Il Governo deve prendere provvedimenti -"Tutti molti disponibili, ci hanno ascoltato per un'ora, ma siamo lontani dal trovare una soluzione"-. Così le prime parole di Felice Floris, leader del movimento dei pastori sardi dopo l'incontro con Il premier Giuseppe Conte, in visita a Cagliari. E' stata stabilita per il prossimo 21 febbraio la riunione di un tavolo al quale dovrebbero partecipare tutti gli operatori della filiera del latte, inclusi rappresentanti dei pastori sardi. L'annuncio è arrivato dopo un incontro con i rappresentanti degli allevatori che si è svolto all'aeroporto militare  di Decimomannu ed al quale, oltre a Conte, hanno partecipato il ministro dell'Agricoltura, Gian Marco Centinaio e la ministra per il Mezzogiorno, Barbara Lezzi. "Il 21 febbraio alle 11.30 ci sarà un tavolo di filiera - ha detto Conte in prefettura -  e adesso saranno allo studio delle misure per venire incontro alle richieste dei pastori". Il ministro Centinaio ha ribadito come richiesta la sospensione dei blocchi stradali in vista della riunione ed ha detto che il Governo parlerà con l'Unione europea per verificare la possibilità di forme di sostegno che non rientrino sotto la forma, vietata, dell'aiuto di stato. 

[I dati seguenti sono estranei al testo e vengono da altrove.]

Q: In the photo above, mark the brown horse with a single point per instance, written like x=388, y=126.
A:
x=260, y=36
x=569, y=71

Secondo le rilevazioni dell'Ismea, (Istituto di Servizi per il Mercato Agricolo e Alimentare) il prezzo del latte ovino in Sardegna ha subito un ulteriore calo nelle prime settimane di febbraio, attestandosi sui 60 cent/litro (iva inclusa). Nel mese di gennaio il prezzo medio registrato è stato pari a 62 cent/litro Iva inclusa, corrispondenti a 56 cent iva esclusa. Nello stesso mese i costi di produzione Iva esclusa hanno raggiunto i 70 cent/litro, segnando un margine negativo per le aziende produttrici di 14 cent/litro.

 Nasce da questi dati la protesta degli allevatori. -"Mentre la produzione di latte ovino cresce, i consumi interni e le esportazioni calano drammaticamente, e le remunerazioni ai pastori ristagnano, con prezzi compresi tra i 55 e i 60 centesimi al litro, che non bastano nemmeno a coprire i costi di produzione e sono ben lontani dalla forbice richiesta dai produttori, compresa tra 90 centesimi e 1 euro al litro"-  Così il presidente della Copagri Franco Verrascina, fa notare, a Conte, che allo stato attuale un litro di acqua minerale ha un costo maggiore di un litro di latte.

 Intanto tante aziende di formaggi, sarde, hanno sospeso la produzione per solidarietà ai pastori che ieri avevano lanciato un ultimatum alle istituzioni: se non si troverà subito una soluzione sul prezzo del latte bloccheranno i seggi in tutta l'isola per le elezioni regionali del 24 febbraio. Il 21 febbraio Governo e rappresentanze degli allevatori sardi si riuniranno intorno al tavolo, si arriverà a quella data con il proseguirsi della rivolta.